Using the code below I train two networks. Both networks are identical but the second network (model2
) has two output neurons. The target output for the first network (model1
) is the sale price of some houses. The target output of the second network (model2
) is also the sale price, but given twice for both outputs.
library(keras)
library(deepviz)
library(caret)
data(Sacramento)
x_train<-as.matrix(Sacramento[,c("beds","baths","sqft")])
x_train<-scale(x_train)
y_train<-log(Sacramento$price)
# model1, one output neuron
input<-layer_input(shape=3)
hidden<-layer_dense(input,units=4,activation="sigmoid",use_bias=T)
output<-layer_dense(hidden,units=1,activation="linear",use_bias=F)
model1<-keras_model(inputs=input, outputs=output)
model1 %>% compile(
optimizer = "rmsprop",
loss = 'mse',
metrics = c('mean_squared_error')
)
model1 %>% fit(
x_train,
y_train,
epochs = 100,
batch_size=10,
validation_split=0.2
)
# model2, two output neurons
input<-layer_input(shape=3)
hidden<-layer_dense(input,units=4,activation="sigmoid",use_bias=F)
outputs<-list(
layer_dense(hidden,units=1,activation="linear",use_bias=F),
layer_dense(hidden,units=1,activation="linear",use_bias=F)
)
model2<-keras_model(inputs=input, outputs=outputs)
model2 %>% compile(
optimizer = "rmsprop",
loss = 'mse',
metrics = c('mean_squared_error')
)
model2 %>% fit(
x_train,
list(y_train,y_train),
epochs = 100,
batch_size=10,
validation_split=0.2
)
The result of the first network (model1
) is:
# loss: 0.1118 - mean_squared_error: 0.1118 - val_loss: 0.1124 - val_mean_squared_error: 0.1124
The result of the second network (model2
) is:
# loss: 0.8307 - dense_84_loss: 0.4268 - dense_85_loss: 0.4115 - dense_84_mean_squared_error: 0.4223 - dense_85_mean_squared_error: 0.4084 - val_loss: 0.9867 - val_dense_84_loss: 0.4844 - val_dense_85_loss: 0.4878 - val_dense_84_mean_squared_error: 0.4918 - val_dense_85_mean_squared_error: 0.4950
Why is the performance of model2
substantially worse than model1
? Shouldn't the performance of both models be approximately identical?

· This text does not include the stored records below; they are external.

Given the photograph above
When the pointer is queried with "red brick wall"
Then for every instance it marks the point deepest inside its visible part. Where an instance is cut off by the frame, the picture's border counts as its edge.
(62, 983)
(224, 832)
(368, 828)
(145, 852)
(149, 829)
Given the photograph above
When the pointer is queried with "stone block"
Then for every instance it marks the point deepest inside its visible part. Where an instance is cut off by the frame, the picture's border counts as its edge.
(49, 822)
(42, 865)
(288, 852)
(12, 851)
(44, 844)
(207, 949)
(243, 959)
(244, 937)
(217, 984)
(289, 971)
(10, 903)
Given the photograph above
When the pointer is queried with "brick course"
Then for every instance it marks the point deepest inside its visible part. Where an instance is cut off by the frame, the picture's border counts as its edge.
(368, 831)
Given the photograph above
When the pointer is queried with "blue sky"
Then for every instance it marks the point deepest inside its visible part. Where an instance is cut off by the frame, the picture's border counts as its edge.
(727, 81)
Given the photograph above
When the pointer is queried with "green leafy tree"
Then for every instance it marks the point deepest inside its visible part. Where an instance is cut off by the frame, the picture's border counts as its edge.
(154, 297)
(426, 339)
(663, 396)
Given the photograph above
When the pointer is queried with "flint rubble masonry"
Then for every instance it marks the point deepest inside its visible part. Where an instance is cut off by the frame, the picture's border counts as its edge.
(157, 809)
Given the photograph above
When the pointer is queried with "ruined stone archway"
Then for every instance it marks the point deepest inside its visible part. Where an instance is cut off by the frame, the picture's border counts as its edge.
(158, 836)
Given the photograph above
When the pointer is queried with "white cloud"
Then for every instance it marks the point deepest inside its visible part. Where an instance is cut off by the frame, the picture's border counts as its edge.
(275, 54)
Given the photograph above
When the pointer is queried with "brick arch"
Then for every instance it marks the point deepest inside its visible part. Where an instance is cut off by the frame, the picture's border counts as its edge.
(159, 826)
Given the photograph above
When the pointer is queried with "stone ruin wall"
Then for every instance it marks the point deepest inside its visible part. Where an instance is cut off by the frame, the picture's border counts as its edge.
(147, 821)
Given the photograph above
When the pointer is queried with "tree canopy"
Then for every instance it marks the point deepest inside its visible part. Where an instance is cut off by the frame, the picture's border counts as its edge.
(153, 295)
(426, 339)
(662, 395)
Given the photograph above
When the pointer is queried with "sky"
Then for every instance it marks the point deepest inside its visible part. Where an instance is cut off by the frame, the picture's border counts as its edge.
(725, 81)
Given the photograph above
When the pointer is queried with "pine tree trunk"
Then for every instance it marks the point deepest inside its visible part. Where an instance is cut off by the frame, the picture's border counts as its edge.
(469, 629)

Here are the network weights of model2
:
[[1]]
[,1] [,2] [,3] [,4]
[1,] 0.320372 -0.1731332 0.5624840 -0.47232226
[2,] -2.519146 0.2757542 0.8330284 -0.01051062
[3,] -1.838133 0.4940852 0.7297845 0.37787062
[[2]]
[,1]
[1,] 5.708315
[2,] 6.818939
[3,] 5.347315
[4,] 6.232662
[[3]]
[,1]
[1,] 6.026654
[2,] 5.976376
[3,] 6.360726
[4,] 5.751414
Obviously, the connections weights to the output neurons [[3]] and [[4]] are very different? Why is that? Shouldn't they be approximately identical?